TB: There are three steps to implementing passwordless solutions. First, you need to centralize your authentication approach. Instead of relying on each application’s login process, run everything through a single checkpoint. This consolidates the number of logins that users must complete and the number of passwords that users must remember.
Using SSO tied to a really strong and secure identity is better than having multiple applications, each with their own applications. Likewise, using a password manager can simplify controlling access to all of these applications. For businesses, tools like SSO and password managers can be managed centrally, making it easier to distribute access across users and groups, and revoke user access if you need to revoke that access.
You can then enforce multi-factor authentication, requiring users to prove who they say they are. Once SSO is set up, however, they should only need to do this once. MFA is a fantastic precursor to passwordless authentication because it still has a stored password while users get used to the verification factors typically used in passwordless authentication.
Finally, you should look at implementing a FIDO login structure and then how to scale it over time.
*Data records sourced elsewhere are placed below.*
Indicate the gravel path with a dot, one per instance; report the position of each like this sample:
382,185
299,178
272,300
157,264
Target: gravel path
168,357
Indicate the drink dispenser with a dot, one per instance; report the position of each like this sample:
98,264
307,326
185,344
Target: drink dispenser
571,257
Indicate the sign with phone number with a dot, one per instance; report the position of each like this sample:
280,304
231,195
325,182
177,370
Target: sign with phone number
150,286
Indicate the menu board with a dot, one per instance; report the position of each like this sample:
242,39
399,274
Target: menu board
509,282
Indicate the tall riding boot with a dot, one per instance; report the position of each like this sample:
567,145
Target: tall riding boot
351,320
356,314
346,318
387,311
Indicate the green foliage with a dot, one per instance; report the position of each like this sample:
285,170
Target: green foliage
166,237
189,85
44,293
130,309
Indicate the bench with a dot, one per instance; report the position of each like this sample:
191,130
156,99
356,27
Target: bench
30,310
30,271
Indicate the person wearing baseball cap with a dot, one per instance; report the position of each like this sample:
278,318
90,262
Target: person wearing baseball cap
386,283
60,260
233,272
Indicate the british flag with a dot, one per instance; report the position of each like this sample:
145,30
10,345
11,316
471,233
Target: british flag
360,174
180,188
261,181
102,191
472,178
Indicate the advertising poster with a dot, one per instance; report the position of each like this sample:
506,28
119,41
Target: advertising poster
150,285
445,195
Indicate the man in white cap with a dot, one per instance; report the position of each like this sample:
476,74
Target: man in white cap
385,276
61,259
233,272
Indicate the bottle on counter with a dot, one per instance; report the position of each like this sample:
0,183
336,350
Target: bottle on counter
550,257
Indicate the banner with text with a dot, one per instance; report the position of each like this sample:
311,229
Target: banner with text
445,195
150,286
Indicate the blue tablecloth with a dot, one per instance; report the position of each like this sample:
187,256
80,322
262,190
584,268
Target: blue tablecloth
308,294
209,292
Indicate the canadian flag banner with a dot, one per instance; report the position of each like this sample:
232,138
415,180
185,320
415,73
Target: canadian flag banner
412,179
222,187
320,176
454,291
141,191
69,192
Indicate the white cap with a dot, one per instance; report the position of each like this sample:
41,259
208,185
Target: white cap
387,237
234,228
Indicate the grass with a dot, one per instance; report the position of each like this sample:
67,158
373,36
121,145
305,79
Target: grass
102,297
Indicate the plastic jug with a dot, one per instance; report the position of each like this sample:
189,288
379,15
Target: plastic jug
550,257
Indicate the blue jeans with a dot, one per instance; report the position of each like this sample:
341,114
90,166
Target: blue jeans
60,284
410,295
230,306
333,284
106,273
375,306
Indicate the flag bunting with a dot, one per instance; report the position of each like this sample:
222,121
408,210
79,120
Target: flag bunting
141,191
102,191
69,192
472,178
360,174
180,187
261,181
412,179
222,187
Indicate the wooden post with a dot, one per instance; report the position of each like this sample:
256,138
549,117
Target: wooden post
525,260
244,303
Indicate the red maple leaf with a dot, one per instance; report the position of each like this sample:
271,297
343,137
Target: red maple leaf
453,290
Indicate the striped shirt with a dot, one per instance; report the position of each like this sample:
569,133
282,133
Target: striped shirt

FIDO is a set of standards for secure passwordless authentication developed by the FIDO Alliance so you can future-proof your approach. You can start your implementation with a group of users, gather feedback and fix any perceived issues, and then roll out to more employees. This should help you scale but also keep things in order.
BN: Will passwordless prevent hacks?
TB: Passwordless is not a silver bullet. It will stop many potential hacks, but it won’t fully improve your overall attack surface. What it will achieve is make security easier to implement and maintain over time, it protects against some of the simpler script attacks that hackers can run, and it prevents some of the social engineering attacks that attackers use. You can’t give out your password if you don’t know it, and you can’t share your authentication credentials. This approach fits well with other security techniques such as device fingerprinting and conditional access.
The most important thing to keep in mind is that going passwordless is about keeping things user-friendly for your employees and making it harder for an attacker to break into a corporate network.